Today in History:

45 Series I Volume XXXIII- Serial 60 - New Berne



HEADQUARTERS, February 11, 1864.

Respectfully forwarded to the honorable Secretary of War, to whom the conduct of General Early and General Rosser and their troops is commended.

R. E. LEE,

Numbers 10. Report of Brigadier General Thomas L. Rosser, C. S. Army, commanding expedition.

HDQRS. ROSSER'S BRIGADE, February 9, 1864.

MAJOR: On the morning of the 28th ultimo, in obedience to an order from Major General J. A. Early, I moved my brigade and a battery of four pieces of General Imboden's in direction of Moorefield, Hardy County, where I arrived early on the evening of the 30th [29th]. The infantry having failed to get up. I spent the remainder of the day in constructing bridges across the South and North Forks of the South Branch, and early on the morning of the 31st [30th] moved my command across the mountain in the direction of Patterson's Creek, upon which I had been informed by reliable scouts was a large supply train encamped, destined for Petersburg. In crossing the mountain I encountered, when in about 2 miles of the creek, a regiment of infantry blockading the road by felling trees across it, and by digging it away when constructed upon the side of a hill,&c. By dismounting a few men I soon dislodged them and drove them entirely through the gap. The obstructions were soon removed by the pioneers of the brigade, and the road reconstructed where it had been dug away. The brigade then fairly through, I pressed vigorously upon the enemy, who was then retiring in the direction of Williamsport to meet the train, which was then moving up. Upon my approach his wagons were parked and all dispositions made to meet my attack. The enemy's force (I have since learned numbered 1,100 men), I saw at a glance, was much larger than my own. I dismounted 300 or 400 men, and with the remainder in the saddle I charged him front, flank, and rear. The first onset was repulsed, but one piece of my artillery coming up (the enemy having none), my troops were much elated by this seeming advantage, and I charged him again, which was very successful, driving him into the mountains and giving me possession of the entire train of 95 wagons and teams, excepting a few of the latter that were cut away during the fight and run off, and the regiment I these mules and a few ambulances were allowed to escape.

The conduct of my men on this occasion entitles them to their country's gratitude. Indeed, I believe it is the first instance during this war where cavalry attacked successfully a superior force of infantry. I lost in the action 24 men killed and wounded.

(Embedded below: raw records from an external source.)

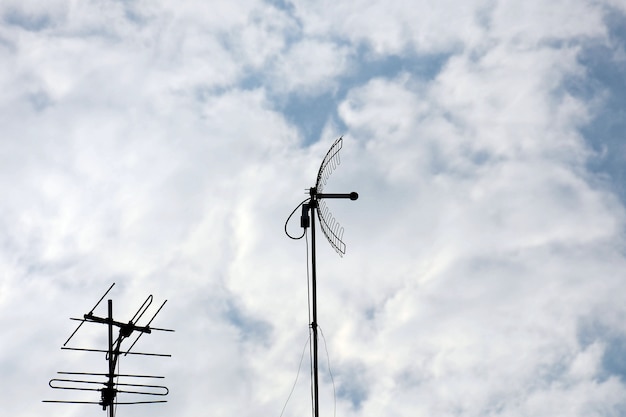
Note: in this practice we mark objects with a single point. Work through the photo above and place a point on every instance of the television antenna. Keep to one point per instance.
(111, 382)
(331, 229)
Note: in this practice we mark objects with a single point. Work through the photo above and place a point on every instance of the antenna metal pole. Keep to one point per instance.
(312, 206)
(109, 392)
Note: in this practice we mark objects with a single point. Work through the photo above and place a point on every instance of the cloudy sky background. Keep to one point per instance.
(162, 145)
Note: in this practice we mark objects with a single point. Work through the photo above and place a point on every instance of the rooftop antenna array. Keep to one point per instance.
(112, 383)
(331, 229)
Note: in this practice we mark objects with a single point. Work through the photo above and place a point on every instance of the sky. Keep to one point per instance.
(161, 146)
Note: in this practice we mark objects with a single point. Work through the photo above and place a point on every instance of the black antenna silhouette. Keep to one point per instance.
(331, 229)
(110, 384)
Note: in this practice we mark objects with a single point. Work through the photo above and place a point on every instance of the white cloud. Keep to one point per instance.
(141, 144)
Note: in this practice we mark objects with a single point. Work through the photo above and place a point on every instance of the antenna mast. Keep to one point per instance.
(111, 385)
(333, 232)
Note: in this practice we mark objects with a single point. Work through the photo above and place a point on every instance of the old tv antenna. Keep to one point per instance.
(331, 229)
(113, 383)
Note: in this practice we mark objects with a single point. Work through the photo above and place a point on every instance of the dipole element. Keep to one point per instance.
(333, 232)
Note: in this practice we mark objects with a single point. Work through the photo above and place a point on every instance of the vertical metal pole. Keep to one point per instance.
(111, 360)
(313, 205)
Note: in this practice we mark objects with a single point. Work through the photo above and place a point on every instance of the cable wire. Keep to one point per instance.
(290, 216)
(308, 340)
(330, 373)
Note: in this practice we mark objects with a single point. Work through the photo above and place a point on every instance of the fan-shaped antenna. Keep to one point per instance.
(331, 229)
(111, 384)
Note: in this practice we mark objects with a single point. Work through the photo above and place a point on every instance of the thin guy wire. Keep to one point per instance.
(308, 340)
(308, 290)
(330, 373)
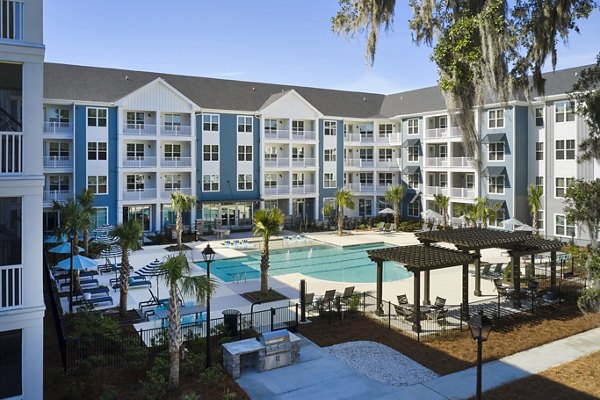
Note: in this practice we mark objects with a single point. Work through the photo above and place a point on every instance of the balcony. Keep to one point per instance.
(139, 130)
(277, 190)
(58, 162)
(58, 127)
(139, 194)
(11, 284)
(176, 130)
(176, 162)
(462, 193)
(139, 162)
(304, 162)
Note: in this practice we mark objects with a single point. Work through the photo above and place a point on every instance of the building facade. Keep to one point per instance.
(21, 184)
(135, 137)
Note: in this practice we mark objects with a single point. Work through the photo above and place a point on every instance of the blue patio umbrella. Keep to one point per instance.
(65, 248)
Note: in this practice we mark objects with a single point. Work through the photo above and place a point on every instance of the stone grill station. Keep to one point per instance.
(270, 350)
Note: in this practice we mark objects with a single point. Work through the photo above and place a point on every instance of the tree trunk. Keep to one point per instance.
(174, 337)
(124, 281)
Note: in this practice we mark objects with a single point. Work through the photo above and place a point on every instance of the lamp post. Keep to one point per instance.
(209, 255)
(480, 326)
(72, 236)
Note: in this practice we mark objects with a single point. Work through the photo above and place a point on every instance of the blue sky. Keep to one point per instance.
(279, 41)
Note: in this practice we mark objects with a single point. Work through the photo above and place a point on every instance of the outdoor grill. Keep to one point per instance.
(278, 349)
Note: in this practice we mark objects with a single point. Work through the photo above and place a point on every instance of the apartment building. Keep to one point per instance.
(21, 184)
(134, 137)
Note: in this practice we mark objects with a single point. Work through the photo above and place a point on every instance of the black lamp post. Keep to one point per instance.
(480, 326)
(72, 236)
(209, 255)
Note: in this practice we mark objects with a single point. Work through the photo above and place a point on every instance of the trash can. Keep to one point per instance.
(230, 319)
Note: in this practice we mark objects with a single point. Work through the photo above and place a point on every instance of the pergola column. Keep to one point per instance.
(477, 291)
(516, 276)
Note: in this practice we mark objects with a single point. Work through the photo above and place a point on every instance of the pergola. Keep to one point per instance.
(422, 258)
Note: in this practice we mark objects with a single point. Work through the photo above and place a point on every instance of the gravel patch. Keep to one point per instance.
(382, 363)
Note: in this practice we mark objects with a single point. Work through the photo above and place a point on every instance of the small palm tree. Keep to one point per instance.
(266, 224)
(535, 204)
(181, 203)
(128, 235)
(343, 199)
(442, 202)
(394, 195)
(177, 271)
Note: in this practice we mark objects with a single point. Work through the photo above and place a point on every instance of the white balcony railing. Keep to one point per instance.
(11, 283)
(11, 153)
(277, 190)
(139, 162)
(463, 193)
(58, 127)
(58, 162)
(139, 194)
(175, 130)
(175, 162)
(58, 195)
(139, 129)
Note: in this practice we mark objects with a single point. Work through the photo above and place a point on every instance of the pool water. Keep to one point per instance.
(331, 263)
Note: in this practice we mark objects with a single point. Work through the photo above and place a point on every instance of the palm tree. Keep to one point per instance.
(442, 202)
(266, 224)
(176, 271)
(394, 195)
(128, 235)
(343, 199)
(86, 201)
(181, 203)
(535, 203)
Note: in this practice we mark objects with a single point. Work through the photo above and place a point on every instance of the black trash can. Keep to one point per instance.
(230, 320)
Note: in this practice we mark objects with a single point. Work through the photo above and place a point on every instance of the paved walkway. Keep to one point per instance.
(320, 375)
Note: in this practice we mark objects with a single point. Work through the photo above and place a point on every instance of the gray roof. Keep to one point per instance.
(81, 83)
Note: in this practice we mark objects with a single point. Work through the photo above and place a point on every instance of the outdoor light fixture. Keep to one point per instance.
(209, 255)
(72, 236)
(481, 327)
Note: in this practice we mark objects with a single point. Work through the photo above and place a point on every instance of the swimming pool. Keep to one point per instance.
(350, 264)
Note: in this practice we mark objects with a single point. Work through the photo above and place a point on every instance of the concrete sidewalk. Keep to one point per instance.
(322, 375)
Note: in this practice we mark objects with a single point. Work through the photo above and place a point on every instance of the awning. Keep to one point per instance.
(494, 138)
(494, 172)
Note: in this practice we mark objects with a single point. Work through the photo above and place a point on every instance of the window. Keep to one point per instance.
(562, 226)
(496, 151)
(135, 182)
(365, 207)
(244, 182)
(496, 118)
(210, 122)
(539, 151)
(564, 111)
(98, 184)
(561, 186)
(329, 128)
(413, 153)
(210, 152)
(565, 149)
(172, 151)
(413, 126)
(329, 180)
(135, 120)
(496, 185)
(210, 183)
(135, 151)
(244, 153)
(539, 116)
(329, 155)
(97, 150)
(385, 179)
(97, 116)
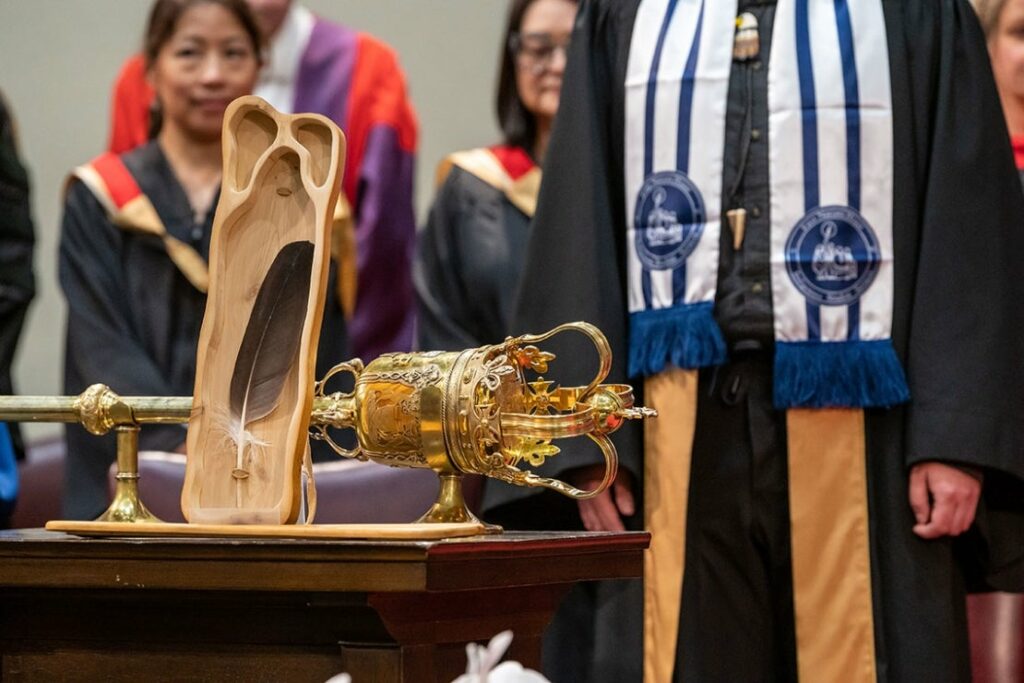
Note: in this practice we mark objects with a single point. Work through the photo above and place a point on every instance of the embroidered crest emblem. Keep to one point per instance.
(669, 220)
(833, 256)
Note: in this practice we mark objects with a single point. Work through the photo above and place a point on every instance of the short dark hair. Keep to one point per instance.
(164, 17)
(165, 14)
(518, 125)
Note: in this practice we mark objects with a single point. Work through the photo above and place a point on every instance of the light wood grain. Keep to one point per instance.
(281, 184)
(381, 531)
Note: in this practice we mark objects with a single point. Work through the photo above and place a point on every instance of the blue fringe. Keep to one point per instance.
(685, 336)
(850, 374)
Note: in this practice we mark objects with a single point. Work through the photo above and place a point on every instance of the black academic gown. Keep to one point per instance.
(468, 259)
(133, 318)
(957, 315)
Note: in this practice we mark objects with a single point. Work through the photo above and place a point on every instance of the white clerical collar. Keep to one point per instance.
(276, 79)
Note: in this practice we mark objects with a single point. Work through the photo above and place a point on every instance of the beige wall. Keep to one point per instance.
(58, 57)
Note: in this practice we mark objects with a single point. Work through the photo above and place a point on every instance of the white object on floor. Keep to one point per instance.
(482, 664)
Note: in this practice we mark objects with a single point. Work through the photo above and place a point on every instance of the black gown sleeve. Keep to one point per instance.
(102, 344)
(574, 267)
(17, 285)
(444, 318)
(966, 335)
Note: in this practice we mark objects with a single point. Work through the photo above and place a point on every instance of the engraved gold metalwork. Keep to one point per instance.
(474, 412)
(457, 413)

The enemy's acknowledge loss in killed and wounded was 80. I captured 40 prisoners, 2 captains and 1 major. The train, which was heavily loaded with commissary stores (bacon, rice, coffee, sugar, &c.), was turned over to General Early. Many of the wagons, however, had to be destroyed in consequence of the want of mules to bring them off, a number having been killed in the action and others ridden off by the fleeing enemy.